Uno gioca, uno segna

"La prossima volta non ti metti questa tuta e ci sediamo ai nostri posti", così una ragazzina si rivolge al fidanzato, mentre scende le scale del settore 16 della Curva Sud. Questa volta la delusione mangia gli umori di tutti. Perdere in undici contro dieci è imbarazzante. Parlo poco, la rabbia mi ammutolisce. Totti da solo non basta. Il mio Capitano, un ragazzo di 36 anni, che quando segna mi fa spezzare un unghia, è di un’altra categoria. Lo vado a ricordare a Sandro, quando al 34’ passiamo in vantaggio, perché lui è sempre contro Totti.
"Uno gioca, uno segna” gli faccio e applaudo verso il campo dove Francesco sta con il dito in bocca come un bambino. Felice come un bambino. Meraviglioso come solo un adulto con lo spirito di un bambino può avere.  Il Mio Capitano.
"Sandro è confermato: quando scommetti su un giocatore lo bruci" è il minimo che posso dirgli quando vedo Destro sciupare l'ennesima occasione davanti alla porta. Ferrara si sbraccia a bordo campo e la Curva lo invita a sedersi con il consueto coro che si riserva all'allenatore ospite (perché noi siamo educati). E' sera, Alma lascia il suo posto vuoto, la sera non ce la fa più a venire. Ci manca. Lo stadio sembra pronto a festeggiare la prima vittoria di una squadra dalla doppia faccia. Quando l'arbitro fischia la fine del primo tempo Marco si alza: "Il primo tempo vinciamo sempre". Sul volto di tutti appare un'espressione rassegnata, quella che sussurra uno speriamo bene.

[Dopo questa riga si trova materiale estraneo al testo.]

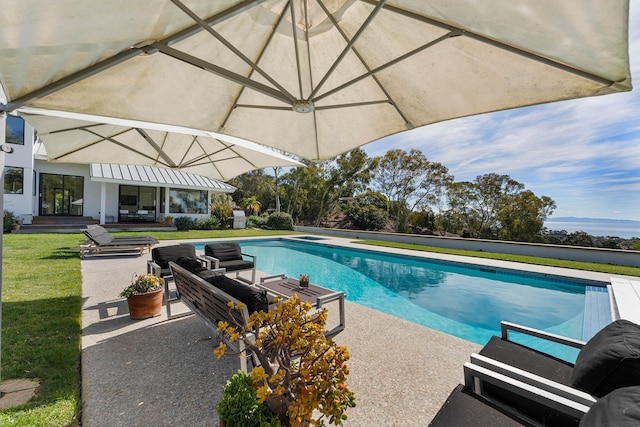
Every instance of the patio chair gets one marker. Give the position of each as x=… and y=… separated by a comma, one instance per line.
x=608, y=361
x=101, y=242
x=185, y=256
x=230, y=257
x=468, y=405
x=101, y=236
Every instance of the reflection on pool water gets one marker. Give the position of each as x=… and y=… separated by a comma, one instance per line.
x=462, y=300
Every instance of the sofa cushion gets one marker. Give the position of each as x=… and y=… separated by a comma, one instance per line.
x=620, y=408
x=223, y=251
x=255, y=299
x=164, y=254
x=610, y=360
x=190, y=264
x=235, y=265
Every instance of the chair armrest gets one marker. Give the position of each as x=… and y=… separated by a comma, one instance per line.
x=505, y=327
x=542, y=383
x=253, y=257
x=475, y=376
x=210, y=262
x=153, y=268
x=276, y=276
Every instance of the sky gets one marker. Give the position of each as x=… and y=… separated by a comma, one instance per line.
x=584, y=153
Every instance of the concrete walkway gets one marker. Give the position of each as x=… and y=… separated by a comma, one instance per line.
x=156, y=372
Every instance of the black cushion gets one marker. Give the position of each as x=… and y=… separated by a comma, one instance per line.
x=223, y=251
x=254, y=299
x=164, y=254
x=190, y=264
x=610, y=360
x=620, y=408
x=528, y=359
x=238, y=264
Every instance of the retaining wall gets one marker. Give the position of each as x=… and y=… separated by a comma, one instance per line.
x=571, y=253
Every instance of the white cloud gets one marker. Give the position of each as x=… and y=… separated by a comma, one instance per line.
x=584, y=154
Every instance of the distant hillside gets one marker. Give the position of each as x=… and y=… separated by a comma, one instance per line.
x=601, y=220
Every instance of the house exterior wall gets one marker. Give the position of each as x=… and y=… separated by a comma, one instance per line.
x=26, y=205
x=22, y=156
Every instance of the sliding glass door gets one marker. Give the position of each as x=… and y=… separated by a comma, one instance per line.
x=61, y=194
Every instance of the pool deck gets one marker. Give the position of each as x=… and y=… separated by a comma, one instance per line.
x=159, y=372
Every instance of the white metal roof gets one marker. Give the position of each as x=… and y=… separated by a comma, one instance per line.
x=155, y=177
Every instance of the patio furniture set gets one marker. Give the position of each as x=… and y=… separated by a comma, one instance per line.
x=202, y=285
x=506, y=383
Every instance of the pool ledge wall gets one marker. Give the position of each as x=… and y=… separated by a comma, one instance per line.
x=571, y=253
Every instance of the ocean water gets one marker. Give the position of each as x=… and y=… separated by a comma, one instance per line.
x=626, y=230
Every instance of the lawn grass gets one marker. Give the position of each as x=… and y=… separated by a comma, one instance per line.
x=41, y=319
x=42, y=304
x=549, y=262
x=41, y=326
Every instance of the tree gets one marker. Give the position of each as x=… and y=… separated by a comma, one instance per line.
x=522, y=217
x=411, y=181
x=253, y=204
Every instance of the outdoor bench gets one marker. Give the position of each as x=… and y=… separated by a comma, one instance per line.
x=210, y=303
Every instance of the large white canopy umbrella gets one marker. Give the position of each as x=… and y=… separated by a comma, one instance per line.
x=72, y=138
x=311, y=77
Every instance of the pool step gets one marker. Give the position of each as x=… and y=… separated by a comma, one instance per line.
x=626, y=295
x=597, y=311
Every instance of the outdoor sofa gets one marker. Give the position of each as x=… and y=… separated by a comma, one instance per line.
x=230, y=257
x=534, y=388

Al rientro con l'espulsione di Maresca niente può impedire la nostra vittoria. Niente tranne una papera del nostro portiere. E' 1-1 e ricompaiono i fantasmi. La Roma sciupona corre ancora ma non segna. L'arbitro fischia la fine e Totti, ancora lui, gli corre incontro arrabbiato: "Un espulso e due sostituzioni sono solo due minuti di recupero???" 
Mirko, che i minuti di recupero li guarda sempre, aveva già commentato: "Due minuti??? Com'è possibile!" per poi aggiungere: "Erano pochi ma non sono un alibi per questo pareggio indegno". 
Sandro è sconsolato, aveva portato la vecchia radio per ascoltare le partite sperando che nella scaramanzia.
"La prossima settimana proviamo a non bere il caffè" propone Christian mentre Antonella rilancia: "E se fissiamo di nuovo l'appuntamento davanti alla Pasticceria, anche se la Pasticceria non c'è più?". Questa soluzione vince. E così sarà. L'ultimo anno con l'appuntamento davanti alla Pasticceria siamo arrivati a giocarci lo scudetto a Verona, deve funzionare.
Camminiamo ognuno con il peso dei suoi  pensieri. Il mio si chiama Juve e se prima mi sembrava fastidioso come una mosca adesso lo sento nauseabondo come il latte andato a male. Mancano tre giorni, abbastanza per risuscitare.